Accuracy Precision Recall F1
UM6P-NLP_run3 91.9 92 90.9 91.4
UM6P-NLP_run2 91.5 91.5 90.5 91
UM6P-NLP_run1 91.5 91.1 91.1 91.1
UoT_run1 90.5 90.1 89.9 90
SOA_NLP_run1 88.3 87.8 87.6 87.7
Table 4: Top five submitted systems’s performance on ArMI Task 1.
Accuracy Precision Recall F1
UM6P-NLP_run2 82.7 69.7 64.7 66.5
UM6P-NLP_run3 83.3 71.7 63.6 65.3
UM6P-NLP_run1 81.6 69.2 65.2 65.1
SOA_NLP_run2 76.4 67.6 48 53.1
SOA_NLP_run3 74.5 54.9 50.8 52.6
Table 5: Top five submitted systems’s performance on ArMI Task 2.

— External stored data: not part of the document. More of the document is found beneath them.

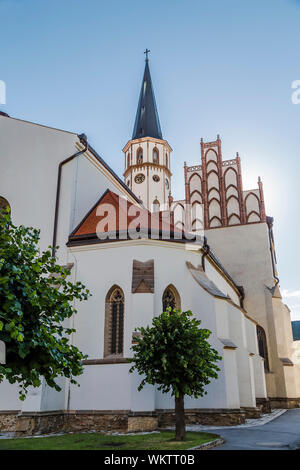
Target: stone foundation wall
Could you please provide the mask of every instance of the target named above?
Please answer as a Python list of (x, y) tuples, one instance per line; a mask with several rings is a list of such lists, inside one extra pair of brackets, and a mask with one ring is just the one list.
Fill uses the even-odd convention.
[[(260, 409), (187, 409), (186, 424), (235, 426), (247, 417), (260, 416)], [(254, 416), (255, 415), (255, 416)], [(111, 411), (56, 411), (23, 413), (0, 412), (0, 432), (15, 432), (18, 436), (34, 436), (60, 432), (154, 431), (175, 425), (174, 410), (156, 412)]]
[(34, 436), (35, 434), (52, 434), (63, 432), (65, 416), (55, 414), (24, 414), (17, 417), (15, 433), (18, 436)]
[(155, 431), (157, 428), (157, 416), (128, 416), (128, 432)]
[(256, 398), (256, 406), (261, 409), (262, 413), (271, 413), (271, 402), (268, 398)]
[(269, 397), (272, 408), (299, 408), (300, 398)]
[[(257, 399), (256, 408), (237, 410), (186, 409), (186, 424), (235, 426), (245, 423), (246, 418), (259, 418), (261, 412), (270, 413), (272, 408), (297, 408), (300, 398)], [(130, 410), (107, 411), (55, 411), (22, 413), (0, 411), (0, 433), (16, 433), (18, 436), (34, 436), (60, 432), (154, 431), (175, 425), (174, 410), (155, 412), (131, 412)]]
[(115, 431), (127, 432), (126, 413), (74, 413), (65, 417), (64, 432)]
[(34, 436), (60, 432), (119, 431), (127, 432), (128, 413), (56, 412), (24, 413), (17, 417), (15, 433)]
[[(166, 428), (175, 425), (174, 410), (157, 410), (158, 426)], [(205, 424), (213, 426), (235, 426), (245, 423), (246, 413), (242, 410), (185, 410), (186, 424)]]
[(258, 419), (262, 415), (262, 409), (260, 407), (256, 408), (241, 408), (245, 412), (246, 419)]
[(61, 432), (154, 431), (158, 427), (155, 413), (129, 411), (76, 411), (47, 413), (0, 413), (0, 432), (14, 432), (18, 436), (53, 434)]
[(15, 432), (19, 411), (0, 412), (0, 432)]

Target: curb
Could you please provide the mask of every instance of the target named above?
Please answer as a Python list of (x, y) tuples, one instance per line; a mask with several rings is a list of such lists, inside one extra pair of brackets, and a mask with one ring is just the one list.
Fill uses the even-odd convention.
[(220, 437), (219, 439), (214, 439), (213, 441), (205, 442), (204, 444), (201, 444), (200, 446), (190, 447), (187, 450), (208, 450), (208, 449), (212, 449), (213, 447), (221, 446), (224, 443), (225, 443), (225, 439), (223, 439), (223, 437)]

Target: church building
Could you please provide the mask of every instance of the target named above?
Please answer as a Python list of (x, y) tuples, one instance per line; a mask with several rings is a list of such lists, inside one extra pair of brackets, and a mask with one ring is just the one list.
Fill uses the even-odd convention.
[[(41, 230), (40, 246), (92, 293), (75, 305), (71, 341), (88, 359), (80, 387), (61, 378), (26, 400), (0, 384), (0, 432), (154, 430), (174, 423), (174, 398), (130, 374), (135, 328), (167, 307), (192, 310), (222, 356), (207, 395), (186, 397), (187, 423), (234, 425), (300, 403), (290, 312), (276, 267), (263, 184), (244, 190), (241, 159), (201, 139), (184, 165), (184, 200), (172, 196), (176, 160), (163, 137), (146, 55), (124, 179), (84, 134), (0, 112), (0, 205), (15, 225)], [(107, 157), (109, 161), (109, 156)]]

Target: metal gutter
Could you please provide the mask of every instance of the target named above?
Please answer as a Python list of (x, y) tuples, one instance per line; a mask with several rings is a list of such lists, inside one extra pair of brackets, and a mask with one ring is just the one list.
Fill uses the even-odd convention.
[(62, 167), (67, 163), (71, 162), (75, 157), (83, 154), (88, 149), (88, 142), (87, 137), (85, 134), (78, 135), (80, 143), (84, 145), (82, 150), (73, 153), (70, 157), (66, 158), (62, 162), (60, 162), (58, 166), (58, 173), (57, 173), (57, 183), (56, 183), (56, 200), (55, 200), (55, 214), (54, 214), (54, 225), (53, 225), (53, 239), (52, 239), (52, 256), (55, 256), (55, 249), (56, 249), (56, 241), (57, 241), (57, 224), (58, 224), (58, 215), (59, 215), (59, 203), (60, 203), (60, 190), (61, 190), (61, 173)]

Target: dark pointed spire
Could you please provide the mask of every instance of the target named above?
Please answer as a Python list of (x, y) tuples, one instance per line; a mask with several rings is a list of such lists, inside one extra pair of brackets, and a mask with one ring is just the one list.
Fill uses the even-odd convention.
[(142, 82), (132, 139), (140, 139), (141, 137), (155, 137), (156, 139), (162, 139), (149, 69), (148, 52), (150, 51), (146, 49), (144, 78)]

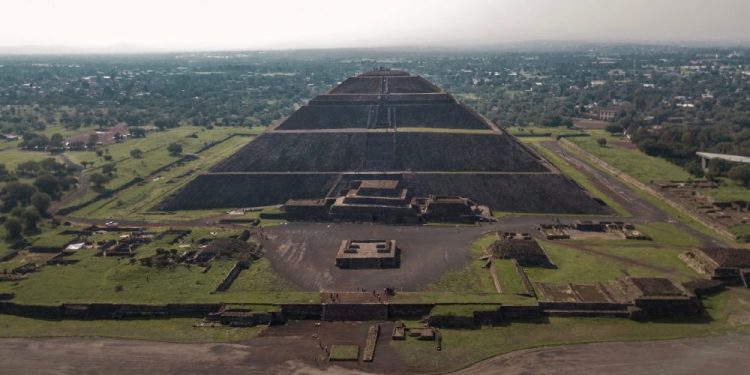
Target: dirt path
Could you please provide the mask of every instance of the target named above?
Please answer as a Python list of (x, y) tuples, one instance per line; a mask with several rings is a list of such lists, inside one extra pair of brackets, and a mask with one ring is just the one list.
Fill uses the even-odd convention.
[(67, 205), (69, 202), (82, 197), (89, 191), (89, 177), (83, 173), (83, 167), (70, 160), (70, 158), (68, 158), (68, 156), (64, 153), (60, 154), (60, 157), (62, 157), (63, 162), (66, 166), (76, 169), (75, 177), (78, 179), (78, 188), (74, 192), (63, 196), (59, 201), (52, 202), (49, 208), (49, 212), (53, 214), (60, 208), (65, 207), (65, 205)]
[[(3, 374), (403, 374), (381, 335), (371, 363), (328, 362), (325, 347), (364, 348), (373, 322), (295, 321), (238, 343), (177, 344), (104, 338), (0, 339)], [(384, 323), (383, 329), (393, 329)]]
[[(363, 324), (358, 329), (366, 326)], [(321, 349), (307, 329), (299, 328), (286, 328), (286, 331), (234, 344), (100, 338), (0, 339), (0, 368), (9, 374), (109, 375), (403, 374), (415, 370), (400, 363), (387, 343), (378, 344), (373, 364), (332, 366), (320, 360)], [(354, 331), (357, 337), (364, 337), (365, 331)], [(331, 342), (349, 340), (340, 333), (325, 339)], [(748, 347), (750, 333), (670, 341), (566, 345), (500, 355), (455, 374), (745, 374), (750, 366)], [(382, 360), (379, 363), (378, 355)]]
[(746, 374), (750, 334), (521, 350), (479, 362), (476, 374)]

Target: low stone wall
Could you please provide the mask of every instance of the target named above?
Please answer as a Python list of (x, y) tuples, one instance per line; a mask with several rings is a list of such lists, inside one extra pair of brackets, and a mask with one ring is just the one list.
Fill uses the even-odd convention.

Tables 4 and 5 summaries the official results of top five submitted systems to Task 1 and Task 2 respectively. The results show that all our submissions are ranked top three among all submitted systems. In accordance with our previous results, our multi-task models have achieved the first and the second-ranking positions. Although the ensembling of the three MTL models (run3) has yielded the best performances on most evaluation measures for both tasks, the best F1 score for Task 2 is obtained by run2 (MT_ATT model).

5 Conclusion

In this paper, we have presented our participating system in the first Arabic Misogyny Identification shared task. We have investigated three Multi-Task Learning models and their single-task counterparts using the pre-trained MARBERT encoder. In order to deal with class labels imbalance for Task 2, we have employed the Focal Loss. The results show that our three submitted systems are top-ranked among the participating systems to both ArMI tasks. The overall obtained results demonstrate that MTL models outperform their single-task versions in most evaluation scenarios. Besides, the Focal Loss has shown effective performances, especially on F1 measures.

Experiments presented in this paper were carried out using the supercomputer simlab-cluster, supported by Mohammed VI Polytechnic University (, and facilities of simlab-cluster HPC & IA platform.